L’employé d’une organisation non gouvernementale succombe à ses blessures, consécutives à un braquage violent.

La Coordonnatrice Humanitaire pour la République centrafricaine, Najat Rochdi, a exprimé sa tristesse, suite à la mort du gardien d’une organisation humanitaire basée à dans la ville de Batangafo (préfecture de l’Ouham). «  Le gardien d’une organisation non-gouvernementale a été blessé par balle le 5 janvier lors qu’il a essayé de protéger la base de l’organisation pendant un cambriolage violent. Malgré le secours d’urgence, le gardien a rendu l’âme suite aux blessures », nous apprend Najat Rochdi dans un communiqué rendu public le 6 janvier.
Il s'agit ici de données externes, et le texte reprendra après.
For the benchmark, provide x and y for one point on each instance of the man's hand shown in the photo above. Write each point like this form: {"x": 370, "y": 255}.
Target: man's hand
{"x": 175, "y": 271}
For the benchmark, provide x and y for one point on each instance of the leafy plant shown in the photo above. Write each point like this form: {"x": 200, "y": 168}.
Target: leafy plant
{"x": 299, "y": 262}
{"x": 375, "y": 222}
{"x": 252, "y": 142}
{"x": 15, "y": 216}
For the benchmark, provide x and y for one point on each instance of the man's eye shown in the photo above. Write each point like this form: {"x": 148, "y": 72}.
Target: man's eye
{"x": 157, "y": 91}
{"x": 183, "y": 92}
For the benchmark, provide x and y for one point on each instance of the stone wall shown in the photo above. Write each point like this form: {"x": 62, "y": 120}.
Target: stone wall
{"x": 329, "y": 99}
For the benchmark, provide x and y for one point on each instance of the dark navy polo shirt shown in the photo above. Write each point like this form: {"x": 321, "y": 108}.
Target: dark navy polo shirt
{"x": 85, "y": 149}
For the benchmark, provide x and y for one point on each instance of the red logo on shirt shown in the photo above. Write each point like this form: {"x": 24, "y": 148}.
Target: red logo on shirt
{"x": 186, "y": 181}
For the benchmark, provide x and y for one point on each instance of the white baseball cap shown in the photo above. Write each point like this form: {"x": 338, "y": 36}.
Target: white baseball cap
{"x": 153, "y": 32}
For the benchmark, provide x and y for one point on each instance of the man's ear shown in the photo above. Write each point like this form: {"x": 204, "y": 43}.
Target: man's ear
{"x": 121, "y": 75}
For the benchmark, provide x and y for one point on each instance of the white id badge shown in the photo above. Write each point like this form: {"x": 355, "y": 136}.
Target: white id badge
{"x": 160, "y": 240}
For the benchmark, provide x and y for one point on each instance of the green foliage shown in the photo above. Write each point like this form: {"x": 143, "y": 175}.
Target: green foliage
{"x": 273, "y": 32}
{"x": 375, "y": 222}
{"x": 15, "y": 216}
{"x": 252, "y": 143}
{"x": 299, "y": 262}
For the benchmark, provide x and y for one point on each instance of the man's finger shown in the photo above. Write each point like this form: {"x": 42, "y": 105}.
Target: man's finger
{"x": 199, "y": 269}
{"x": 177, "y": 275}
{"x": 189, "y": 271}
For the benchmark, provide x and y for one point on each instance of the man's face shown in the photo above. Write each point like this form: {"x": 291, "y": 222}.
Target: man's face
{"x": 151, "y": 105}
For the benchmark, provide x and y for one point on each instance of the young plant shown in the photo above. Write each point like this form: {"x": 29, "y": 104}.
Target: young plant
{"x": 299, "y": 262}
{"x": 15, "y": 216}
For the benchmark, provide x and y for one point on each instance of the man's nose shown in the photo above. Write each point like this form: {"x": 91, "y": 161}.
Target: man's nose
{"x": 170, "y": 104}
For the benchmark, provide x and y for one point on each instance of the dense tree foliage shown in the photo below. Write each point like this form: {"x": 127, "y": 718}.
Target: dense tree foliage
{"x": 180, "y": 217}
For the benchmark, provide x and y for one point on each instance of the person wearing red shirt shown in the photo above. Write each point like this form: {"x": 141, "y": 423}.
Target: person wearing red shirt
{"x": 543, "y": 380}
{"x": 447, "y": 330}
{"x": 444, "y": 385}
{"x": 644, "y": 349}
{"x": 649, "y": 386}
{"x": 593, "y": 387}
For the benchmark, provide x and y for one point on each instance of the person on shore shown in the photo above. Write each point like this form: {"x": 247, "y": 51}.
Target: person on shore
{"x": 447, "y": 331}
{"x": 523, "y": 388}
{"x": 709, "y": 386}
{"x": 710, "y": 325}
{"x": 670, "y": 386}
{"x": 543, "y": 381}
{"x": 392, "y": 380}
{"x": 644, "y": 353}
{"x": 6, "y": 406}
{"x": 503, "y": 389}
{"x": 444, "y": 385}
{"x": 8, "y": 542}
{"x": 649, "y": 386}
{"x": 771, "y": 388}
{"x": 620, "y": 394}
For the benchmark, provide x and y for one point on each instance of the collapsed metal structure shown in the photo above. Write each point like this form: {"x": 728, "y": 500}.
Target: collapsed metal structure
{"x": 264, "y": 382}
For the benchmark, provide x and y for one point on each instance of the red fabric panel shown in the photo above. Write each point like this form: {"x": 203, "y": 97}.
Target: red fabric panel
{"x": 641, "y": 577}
« Je suis consternée et bouleversée par ce meurtre ignoble, qui illustre à nouveau un manque flagrant de respect pour la vie humaine et pour le travail essentiel des humanitaires en Centrafrique. Je condamne tout attaque contre les humanitaires. Les civils et les humanitaires ne sont pas une cible ! », déplore la Coordonnatrice Humanitaire », s’est indignée la diplomate onusienne.

La République centrafricaine reste un des contextes les plus dangereux pour les travailleurs humanitaires, relève l’Onu.  396 incidents affectant directement le personnel ou les biens humanitaires, soit plus d’un incident par jour, ont été enregistrés tout au long de l’année 2018, comparé à 337 en 2017. Cela représente une hausse de 17.5 %. Plus de 17 bases ou entrepôts d’organisations ont été pillés, 30 véhicules d’organisations humanitaires ont été volés et 25 organisations humanitaires ont suspendu temporairement leurs activités en 2018. 2.9 millions de personnes ont besoin de protection et d’assistance humanitaire.